Crime experienced by individuals and households has generally decreased over the last 10 years with some notable exceptions.
Latest estimates from the Crime Survey for England and Wales (CSEW) showed that there were an “estimated 9.2 million incidents of headline crime” (which includes theft, robbery, criminal damage, fraud, computer misuse and other abusive activities) in the survey year ending (YE) June 2024.
This was said to be 18% lower compared with the YE March 2017 survey (the earliest comparable year for CSEW headline crime, including fraud and computer misuse).
Their latest CSEW estimates showed a “10% increase in the number of headline crime incidents’ when compared with last year’s survey (YE June 2023).
This increase might be partly because (or at least attributed to) the previous survey reporting period (July 2021 to May 2023) still “including times of COVID-19 restrictions.”
But it is considered to be “too early to tell” if this change represents “a short-term fluctuation or the start of a new trend.”
Although most crime types did not show a “statistically significant” change, there were notable increases in robbery, consumer and retail fraud (along with various other illegal activities).
In the year ending June 2024:
- robbery returned to levels last seen before the coronavirus (COVID-19) pandemic, rising to an estimated 139,000 incidents, compared with 60,000 incidents in YE June 2023; although police recorded crime is preferred source for robbery
- consumer and retail fraud increased by 19%, reaching approximately 963,000 incidents
The latest Crime Survey for England and Wales (CSEW) is said to be an interviewer-administered face-to-face victimization survey.

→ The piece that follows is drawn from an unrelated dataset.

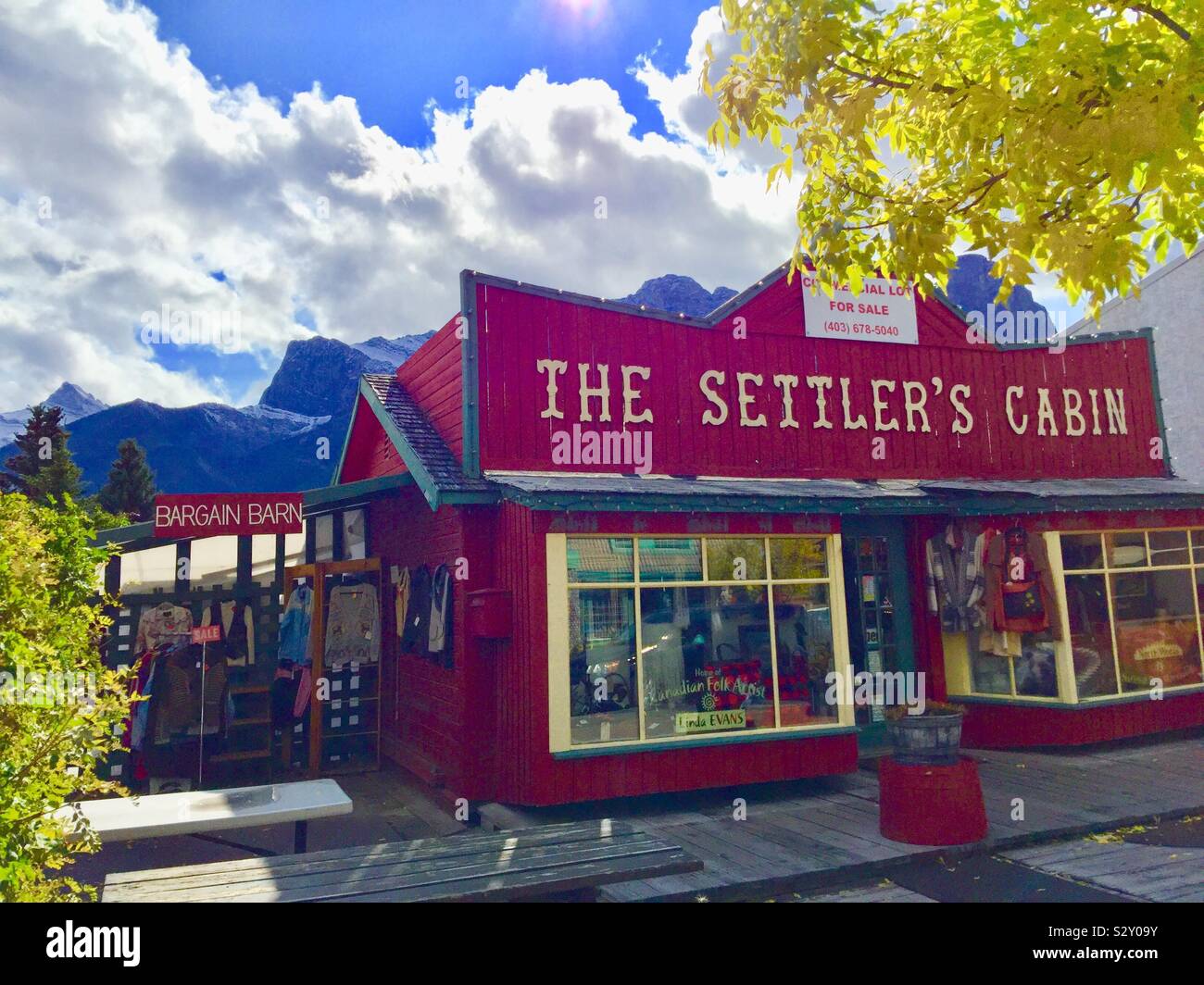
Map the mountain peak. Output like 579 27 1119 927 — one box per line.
43 383 108 421
618 273 735 318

People (aged 16 years and over) resident in households in England and Wales are asked about their “experiences of crime in the 12 months before the interview.”
For the population and “offence types” it covers, the CSEW generally provides the better measure of “trends over time, because it is unaffected by changes in levels of reporting to the police or police recording practices.”
CSEW estimates were temporarily “suspended” of their accredited official statistics status between July 2022 and September 2024 because of the potential impact of “lower response rates on data quality after the coronavirus (COVID-19) pandemic.”
Following the results of our CSEW data quality review in June 2024, the Office for Statistics Regulation (OSR) independently reviewed their request for “reaccreditation and CSEW estimates regained accredited official statistics status in October 2024.”
The CSEW captures a broad range of victim-based crimes experienced by those “interviewed, not just those that have been reported to, and recorded by, the police.”
The interview-administered questions give “headline estimates” of CSEW crime and include theft, robbery, criminal damage, fraud, computer misuse, and other unlawful activities.
They are reported as both “incidents (the estimated number of crimes) and prevalence (the estimated proportion of the population that were victims).”